Современная электронная библиотека ModernLib.Net

Путешествия Тафа - Портреты его детей

ModernLib.Net / Научная фантастика / Мартин Джордж / Портреты его детей - Чтение (Ознакомительный отрывок) (Весь текст)
Автор: Мартин Джордж
Жанр: Научная фантастика
Серия: Путешествия Тафа

 

 


Джордж Мартин

Портреты его детей

Бандероль эту Ричард Кантлинг обнаружил как-то вечером на исходе октября, когда вышел на свою обычную прогулку. Бандероль была прислонена к стене у входной двери. Он рассердился — ведь он уже не раз бросил почтальона обязательно звонить, когда почтовые отправления не пролезали в щель ящика, но тот упрямо оставлял бандероли и посылки на крыльце, откуда их спокойно мог унести любой прохожий. Хотя справедливости ради следует упомянуть, что дом Кантлинга стоял особняком, примостившись над речным обрывом в самом конце тупичка, да и от посторонних глаз его надежно заслоняли деревья. Тем не менее ветер, дождь или снег могли нанести оставленным пакетам непоправимый ущерб.

Однако досада тут же рассеялась. Форма бандероли, аккуратно завернутой в плотную бумагу и аккуратно запечатанной сургучом, говорила сама за себя. Явно картина, а начертать зеленым фломастером его адрес такими жирными печатными буквами могла только Мишель. Итак, еще один автопортрет. Наверное, ее мучает раскаяние.

Он даже себе не признался, до какой степени удивлен. Ему всегда было свойственно упрямство. Обиды он таил годами, даже десятилетиями, и свои ошибки признавал с величайшим трудом. И Мишель, его единственный ребенок, казалось, унаследовала его склад характера. И он не ждал от нее такого жеста. Такого… ну… милого.

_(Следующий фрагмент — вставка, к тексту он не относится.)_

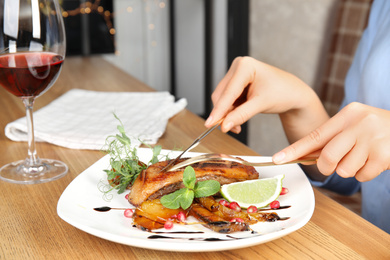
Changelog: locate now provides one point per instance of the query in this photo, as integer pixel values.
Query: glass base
(21, 172)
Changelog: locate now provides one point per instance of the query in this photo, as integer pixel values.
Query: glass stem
(32, 157)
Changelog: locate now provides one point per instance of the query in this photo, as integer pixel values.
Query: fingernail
(229, 126)
(279, 157)
(209, 120)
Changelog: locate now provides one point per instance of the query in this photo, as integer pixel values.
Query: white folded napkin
(83, 119)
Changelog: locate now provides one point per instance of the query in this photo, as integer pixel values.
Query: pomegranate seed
(168, 224)
(237, 220)
(128, 213)
(274, 204)
(224, 203)
(251, 209)
(181, 216)
(234, 206)
(284, 191)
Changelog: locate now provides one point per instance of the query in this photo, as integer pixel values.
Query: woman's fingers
(315, 141)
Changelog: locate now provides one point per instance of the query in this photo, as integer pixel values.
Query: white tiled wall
(292, 35)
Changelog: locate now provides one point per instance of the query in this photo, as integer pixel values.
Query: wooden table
(31, 229)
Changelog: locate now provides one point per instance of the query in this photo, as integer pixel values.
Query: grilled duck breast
(152, 183)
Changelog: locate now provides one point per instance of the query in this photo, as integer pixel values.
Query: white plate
(77, 203)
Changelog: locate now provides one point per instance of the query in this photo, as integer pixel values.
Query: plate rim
(169, 245)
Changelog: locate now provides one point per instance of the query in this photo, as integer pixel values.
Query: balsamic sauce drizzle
(207, 239)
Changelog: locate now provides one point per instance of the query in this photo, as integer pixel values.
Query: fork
(226, 157)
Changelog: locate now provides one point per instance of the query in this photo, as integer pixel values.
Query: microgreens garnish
(183, 198)
(124, 162)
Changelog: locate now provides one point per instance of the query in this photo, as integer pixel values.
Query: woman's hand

Он прислонил трость к косяку и поспешил с бандеролью в дом, где ее можно было развернуть, не опасаясь никаких порывов сырого октябрьского ветра. Высотой она была около трех футов и оказалась неожиданно тяжелой. Он неловко поднял ее, ногой захлопнул за собой дверь и пошатываясь побрел через длинный холл в кабинет. Коричневые занавески были плотно задернуты, в кабинете царила темнота и затхло пахло пылью. Он поставил бандероль, нашаривая выключатель.

В кабинет он почти не заглядывал с того самого дня, когда Мишель в ярости выбежала вон. Ее автопортрет все еще висел над широкой серой каминной полкой. Камин давно требовалось вычистить, а рядом на стеллаже в беспорядке высились его романы, переплетенные в прекрасную темную кожу. Кантлинг взглянул на портрет, и в нем всколыхнулся прежний гнев, тут же сменившись тоскливым чувством. Как, как она могла? Портрет был по-настоящему хорош и нравился ему больше изломанных абстракций, которые Мишель писала для себя, или банальных книжных обложек, изготовляющихся на заказ ради денег. Ей было двадцать, когда она написала этот автопортрет в подарок ему ко дню рождения. Он им так дорожил! Ни одна фотография не запечатлела ее настолько похоже — и не просто черты лица, угловатые скулы, голубые глаза и спутанные пепельные волосы. Но внутреннюю ее сущность. Она выглядела такой юной, не тронутой жизнью, доверчивой! А улыбка была улыбкой Хелен в день их свадьбы. Он много раз говорил Мишель, как ему нравится эта улыбка.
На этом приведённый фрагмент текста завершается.